Of course, the Government was free to consult any number of management consultancies about how to implement this complicated strategic change management. A recent ‘Mail on Sunday’ investigation based on hundreds of official documents disclosed under the Freedom of Information Act, has revealed the full extent of McKinsey’s  links to the controversial Health and Social Care Bill.  This newspaper alleges that many of the Bill’s proposals were drawn up by McKinsey, and outlines a number of other specific allegations. The irony is that the NHS has its own specialist unit which produces excellent advice about how to manage change in the NHS.

The NHS has in fact a specialist ‘Institute for Innovation and Improvement’. which is geared up to conduct change management throughout the NHS. Most independent experts feel that the way in which this strategic change has been implemented has been a disaster, and whoever advised on it does not appear to have acknowledged the advice from the NHS’ own change management unit as given on this webpage by Dr Helen Bevan. According to elsewhere on the website, “Helen has led change initiatives at local and national level which have created improvements for millions of patients.  Her current role is to keep NHS improvement knowledge fresh, relevant, impactful at the leading edge.” It appears that the unit is heavily influenced by a paper from Harvard Business Review in October 2005 by Sirkin, Keenan and Jackson entitled, “The hard side of change management”.

Here are specific sections of Dr Bevan’s views on change management, and you can easily see why the NHS reforms will run into disaster.

The first factor is duration. An underpinning belief in many NHS change programmes is that we need to execute change quickly. Not necessarily so, say the authors. What really matters is having formal, senior management-led, review processes. A long project that is reviewed frequently and effectively is more likely to succeed than a short project that isn’t reviewed. The second factor is performance integrity. This means selecting the right mix of team members to deliver the change; the most results-orientated people with credibility and influence and effective change skills.

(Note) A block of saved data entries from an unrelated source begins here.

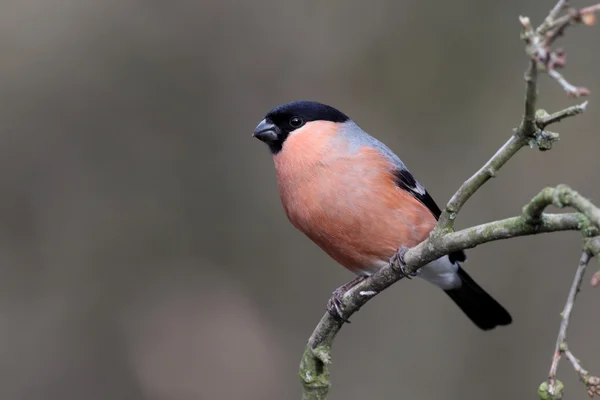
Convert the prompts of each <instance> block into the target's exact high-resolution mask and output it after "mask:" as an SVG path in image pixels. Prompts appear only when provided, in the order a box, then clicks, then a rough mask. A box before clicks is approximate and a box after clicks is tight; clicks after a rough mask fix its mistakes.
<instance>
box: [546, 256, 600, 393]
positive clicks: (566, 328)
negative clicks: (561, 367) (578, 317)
mask: <svg viewBox="0 0 600 400" xmlns="http://www.w3.org/2000/svg"><path fill="white" fill-rule="evenodd" d="M590 258H591V255H590V254H589V253H588V252H587V251H583V252H582V253H581V257H580V259H579V264H578V266H577V270H576V271H575V278H573V283H572V284H571V289H570V290H569V295H568V296H567V302H566V304H565V308H564V309H563V312H562V313H561V315H562V320H561V322H560V329H559V330H558V337H557V338H556V346H555V348H554V356H553V358H552V364H551V366H550V374H549V375H548V379H549V383H550V385H549V388H548V390H549V392H550V395H552V396H554V395H555V394H557V391H558V388H557V386H556V372H557V370H558V363H559V361H560V357H561V355H562V354H563V352H564V351H565V349H566V344H567V329H568V328H569V319H570V318H571V311H573V305H574V304H575V299H576V297H577V293H579V288H580V287H581V282H582V281H583V275H584V274H585V268H586V267H587V265H588V263H589V261H590ZM580 369H581V368H579V370H580ZM576 370H577V371H578V372H579V370H578V369H577V368H576Z"/></svg>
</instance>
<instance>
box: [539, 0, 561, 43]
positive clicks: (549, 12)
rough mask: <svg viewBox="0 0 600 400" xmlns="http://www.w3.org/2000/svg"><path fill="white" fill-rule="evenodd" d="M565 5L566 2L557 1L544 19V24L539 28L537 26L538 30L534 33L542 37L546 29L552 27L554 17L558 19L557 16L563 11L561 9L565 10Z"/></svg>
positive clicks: (554, 18) (545, 31) (541, 24)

Today, a summit was held where a number of key stakeholders were not even invited. including the Royal College of General Practitioners, Royal College of Nurses, British Medical Association, Royal College of Psychiatrists, and the Faculty of Public Health. As Ben Goldacre has alluded to on his secondary blog, there appears to be a good correlation between those who were not invited to the emergency summit and called for the NHS Bill to be dropped. A recent headline in the Telegraph has provided, “Prime Minister David Cameron today insisted he was “committed” to pushing through the Government’s reforms to the NHS, as he met healthcare professionals in Downing Street.”

The next factor is commitment. The authors focus on two critical categories. There must be active, visible backing for the change from the most influential senior leaders. They say that if, as a senior leader, you feel you are talking up the change initiative at least three times as much as you need to, your organisation will feel you are backing the transformation. In addition, the change is unlikely to succeed if it is not enthusiastically supported by the people who will have to operate within the new structures and systems that it creates. Staff need to understand the reasons for the change and believe it is worthwhile.

This change does not have the backing of the majority of doctors and nurses, and there is absolutely no sense that the medical profession is backing this change. In fact, this BBC webpage gives details of who stands where on the change, and many professional bodies would like to “kill the bill”.

When an issue matters so much to the public, why has the Government accidentally or wilfully turned a blind eye to sound change management advice from its own unit?